Pure functional TypeRep [Was: Existentials...]

oleg@pobox.com oleg@pobox.com
Tue, 29 Jul 2003 23:05:09 -0700 (PDT)


This message shows how to map _types_ to integers at compile time --
and then extend this facility to run-time so it can be used with
existentially-quantified types. It is statically guaranteed that
different types receive different integer labels. Unlike TyCons of
Dynamics, our mapping does NOT rely on unsafePerformIO. We use the
typechecker itself to compare types. It seems our typemap can also be
used for _safe_ casts, in particular, for casting away the existential
blemish.

This message was inspired by Amr Sabry's problem on
existentials. Unlike Hal Daume's solution posted here earlier, we do
not use Dynamics nor GMap -- therefore, we completely avoid
unsafePerformIO and unsafeCoerce. Our solution is purely functional
and assuredly type-safe (to the extent the typechecker can be
trusted). Extensions used:
  -fglasgow-exts -fallow-undecidable-instances -fallow-overlapping-instances

First, the compile-time mapping from types to integers.

Polytypic list:

> data Nil t r  = Nil
> data Cons t r = Cons t r
>
> class PList ntype vtype cdrtype where
>     cdr::   ntype vtype cdrtype -> cdrtype
>     empty:: ntype vtype cdrtype -> Bool
>     value:: ntype vtype cdrtype -> vtype
>    
> instance PList Nil vtype cdrtype where
>     empty = const True
>
> instance (PList n v r) => PList Cons v' (n v r) where
>      empty = const False
>      value (Cons v r) = v
>      cdr   (Cons v r) = r

and the finite map from types to integers

> class TypeSeq t s where
>     type_index:: t -> s -> Int
>
> instance (PList Cons t r) => TypeSeq t (Cons t r) where
>     type_index _ _ = 0
>    
> instance (PList Cons t' r', TypeSeq t r') => TypeSeq t (Cons t' r') where
>     type_index v s = 1 + (type_index v $ cdr s)

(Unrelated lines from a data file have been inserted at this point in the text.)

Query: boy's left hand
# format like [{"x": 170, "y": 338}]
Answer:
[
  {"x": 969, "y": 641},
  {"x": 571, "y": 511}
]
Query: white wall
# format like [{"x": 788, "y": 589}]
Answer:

Let us build some finite map

> init_typeseq = Cons (undefined::Char) $
>                Cons (undefined::Int) $
> 	         Cons (undefined::Bool) $
> 	         Cons (undefined::String) $
> 	         Cons (undefined::Maybe Char) $
> 	         Nil

A typeseq maps a type to an integer -- which is the type's position in
the polytypic list. We are satisfied with the first occurrence of the
type in the list. It is plain that a typeseq maps different types to
different integers. Let us see how it works:

-- *Main> type_index True  init_typeseq
-- 2
-- *Main> type_index 'a'  init_typeseq
-- 0
-- *Main> type_index "a"  init_typeseq
-- 3
-- *Main> type_index (1::Int)  init_typeseq
-- 1
-- *Main> type_index (Just 'a')  init_typeseq
-- 4
-- *Main> type_index (Just True)  init_typeseq

-- <interactive>:1:
--     No instance for (TypeSeq (Maybe Bool) (Nil t r))
--     arising from use of `type_index' at <interactive>:1
--     In the definition of `it': type_index (Just True) init_typeseq

We call this mapping compile-time because the translation from a type
to the corresponding encoding (1+1+...1) is done at compile time, when
the appropriate instance of the TypeSeq class is chosen. A
sufficiently smart compiler can just as well fold the constant
expression (1+1...+1) down to a single integer. Also, errors in the
translation are reported at compile-time.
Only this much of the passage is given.